The Boyertown Area Unity Coalition's public profile was raised by the class-size committee fiasco, and the coalition sustained this attention by focusing on the activity of white supremacist groups in the area. For instance, the BAUC organized demonstrations in support of diversity and the appreciation of cultural and ethnic differences on the same corner where a local KKK group had been known to solicit. It also began to monitor more closely the activity of the white supremacist groups, both the KKK and the Aryan Nations, which was housed at a Longswamp, Berks County farm owned by Mark Thomas. Engaging the Aryan Nations
To educate the Boyertown area public about the dangers of these hate groups and others like them, the BAUC continued to sponsor speakers such as Ann Van Dyke and Floyd Cochran, a one-time recruiter for the Aryan Nations who raised thousands of dollars for the group and gained national notoriety for his effectiveness at persuading young people to join Aryan Nations. On August 7, 1995, Cochran told a packed Boyertown Senior Center about his change of heart and mind:
It took a threat on the life of Cochran's son to shock him to his senses. In April of 1992, he confided to a fellow Aryan Nations member that he need money for an operation on his son's cleft palate. The Aryan Nation member told Cochran that his son would have to be killed when their movement seized control of the country. Shaken severely by his comrade's remark, Cochran began a period of intense self-examination. He left the Aryan Nations organization three months later, but found himself racked by guilt for having cast off his Christian Identity teachings [Christian Identity is the religious arm of the Aryan Nations movement.] He felt he had abandoned God.

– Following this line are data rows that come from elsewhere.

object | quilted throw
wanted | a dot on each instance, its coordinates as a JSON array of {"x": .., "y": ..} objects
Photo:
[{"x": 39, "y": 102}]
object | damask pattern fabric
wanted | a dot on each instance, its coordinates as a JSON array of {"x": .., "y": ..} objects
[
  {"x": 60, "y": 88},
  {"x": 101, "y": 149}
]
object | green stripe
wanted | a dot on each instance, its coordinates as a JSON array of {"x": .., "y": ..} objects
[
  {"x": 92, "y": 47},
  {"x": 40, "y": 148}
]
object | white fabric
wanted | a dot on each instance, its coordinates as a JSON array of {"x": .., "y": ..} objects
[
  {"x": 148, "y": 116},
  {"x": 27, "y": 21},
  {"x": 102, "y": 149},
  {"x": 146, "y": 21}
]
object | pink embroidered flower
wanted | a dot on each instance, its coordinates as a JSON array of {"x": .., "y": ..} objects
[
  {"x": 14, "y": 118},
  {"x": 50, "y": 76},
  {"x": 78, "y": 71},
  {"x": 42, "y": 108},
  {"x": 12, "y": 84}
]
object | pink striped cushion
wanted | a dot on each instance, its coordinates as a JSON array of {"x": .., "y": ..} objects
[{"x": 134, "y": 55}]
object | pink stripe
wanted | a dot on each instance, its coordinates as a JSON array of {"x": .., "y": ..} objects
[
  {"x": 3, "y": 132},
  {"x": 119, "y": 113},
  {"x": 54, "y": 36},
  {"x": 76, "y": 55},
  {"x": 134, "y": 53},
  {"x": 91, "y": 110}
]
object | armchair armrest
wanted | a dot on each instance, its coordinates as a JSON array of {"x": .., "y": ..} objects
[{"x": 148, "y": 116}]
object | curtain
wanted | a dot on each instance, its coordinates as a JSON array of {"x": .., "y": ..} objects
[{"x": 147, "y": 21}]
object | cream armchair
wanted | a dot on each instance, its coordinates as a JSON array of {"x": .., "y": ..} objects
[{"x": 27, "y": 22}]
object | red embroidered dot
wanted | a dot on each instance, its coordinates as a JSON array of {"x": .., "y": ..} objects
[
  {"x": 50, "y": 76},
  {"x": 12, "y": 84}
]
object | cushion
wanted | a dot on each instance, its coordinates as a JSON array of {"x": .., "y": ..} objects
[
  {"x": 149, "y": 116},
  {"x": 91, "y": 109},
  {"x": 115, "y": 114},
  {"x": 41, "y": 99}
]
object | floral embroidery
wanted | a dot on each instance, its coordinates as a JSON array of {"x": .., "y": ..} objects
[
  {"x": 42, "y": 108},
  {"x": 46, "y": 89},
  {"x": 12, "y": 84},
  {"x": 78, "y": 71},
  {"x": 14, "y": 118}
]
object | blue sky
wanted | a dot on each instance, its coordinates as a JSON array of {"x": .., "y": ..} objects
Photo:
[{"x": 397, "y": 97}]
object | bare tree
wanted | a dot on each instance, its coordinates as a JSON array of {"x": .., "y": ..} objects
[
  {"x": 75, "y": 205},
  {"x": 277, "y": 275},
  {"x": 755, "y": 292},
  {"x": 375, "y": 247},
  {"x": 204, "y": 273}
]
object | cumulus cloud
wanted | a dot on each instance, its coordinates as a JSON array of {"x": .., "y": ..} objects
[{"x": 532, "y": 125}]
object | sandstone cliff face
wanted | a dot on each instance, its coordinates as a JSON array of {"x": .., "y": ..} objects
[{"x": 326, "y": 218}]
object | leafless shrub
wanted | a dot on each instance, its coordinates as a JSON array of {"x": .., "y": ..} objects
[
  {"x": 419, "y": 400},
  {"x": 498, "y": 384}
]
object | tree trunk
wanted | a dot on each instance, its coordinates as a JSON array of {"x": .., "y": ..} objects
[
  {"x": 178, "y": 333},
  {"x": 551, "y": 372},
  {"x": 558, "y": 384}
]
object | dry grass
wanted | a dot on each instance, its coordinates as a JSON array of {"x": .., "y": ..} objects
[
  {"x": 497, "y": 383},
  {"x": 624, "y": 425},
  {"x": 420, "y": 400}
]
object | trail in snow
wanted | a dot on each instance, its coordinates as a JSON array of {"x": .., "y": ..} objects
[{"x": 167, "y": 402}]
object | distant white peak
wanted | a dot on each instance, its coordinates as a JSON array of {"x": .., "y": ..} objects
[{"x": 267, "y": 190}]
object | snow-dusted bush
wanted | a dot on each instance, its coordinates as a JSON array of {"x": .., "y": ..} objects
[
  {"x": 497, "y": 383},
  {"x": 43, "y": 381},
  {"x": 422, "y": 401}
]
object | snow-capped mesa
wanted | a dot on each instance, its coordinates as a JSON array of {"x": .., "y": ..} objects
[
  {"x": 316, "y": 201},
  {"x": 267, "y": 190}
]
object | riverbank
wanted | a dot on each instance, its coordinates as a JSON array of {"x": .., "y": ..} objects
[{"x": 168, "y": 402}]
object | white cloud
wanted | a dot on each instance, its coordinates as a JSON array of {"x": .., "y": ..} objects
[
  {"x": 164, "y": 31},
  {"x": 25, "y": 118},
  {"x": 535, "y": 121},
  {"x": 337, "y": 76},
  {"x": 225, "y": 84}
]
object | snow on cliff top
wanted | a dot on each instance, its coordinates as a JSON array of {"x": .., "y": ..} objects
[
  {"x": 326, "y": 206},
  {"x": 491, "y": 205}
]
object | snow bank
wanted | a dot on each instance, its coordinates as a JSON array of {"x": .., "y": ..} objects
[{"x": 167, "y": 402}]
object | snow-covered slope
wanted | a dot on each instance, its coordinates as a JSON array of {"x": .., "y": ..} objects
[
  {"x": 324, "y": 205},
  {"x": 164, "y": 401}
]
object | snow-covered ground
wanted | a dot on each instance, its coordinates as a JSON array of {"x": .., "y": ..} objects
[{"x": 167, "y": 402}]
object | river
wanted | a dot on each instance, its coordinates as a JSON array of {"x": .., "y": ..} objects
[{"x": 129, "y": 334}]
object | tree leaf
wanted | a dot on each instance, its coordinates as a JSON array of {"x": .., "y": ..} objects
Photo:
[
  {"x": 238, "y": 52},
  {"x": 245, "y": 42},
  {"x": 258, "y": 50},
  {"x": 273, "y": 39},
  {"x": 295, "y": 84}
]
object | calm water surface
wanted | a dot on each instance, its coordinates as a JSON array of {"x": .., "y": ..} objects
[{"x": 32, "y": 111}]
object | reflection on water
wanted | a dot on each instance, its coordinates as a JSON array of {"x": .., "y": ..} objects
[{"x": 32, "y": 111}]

Eventually Cochran was embraced by two individuals belonging to organizations that opposed the Aryan Nations movement. He began a process of self-examination and atonement that he says continues even now, three years later.
These days Cochran travels across the country, exposing the new faces of hate in the 1990s white supremacy movement. . . . "You have a colony of bigots that have landed here," he said. "If you let them go unnoticed, they will continue to grow, pandering again to those fears and those stereotypes."
[Jeff Bell, Boyertown Area Times, 10 Aug. 1995]Floyd Cochran, Anti-Hate Group Educator
Cochran's appearance once again brought together the BAUC and Mark Thomas. Thomas and Robert L. Woodley, Bechtelsville KKK leader, both appeared at Cochran's talk to heckle and claim that the latter distorted information about Aryan Nations.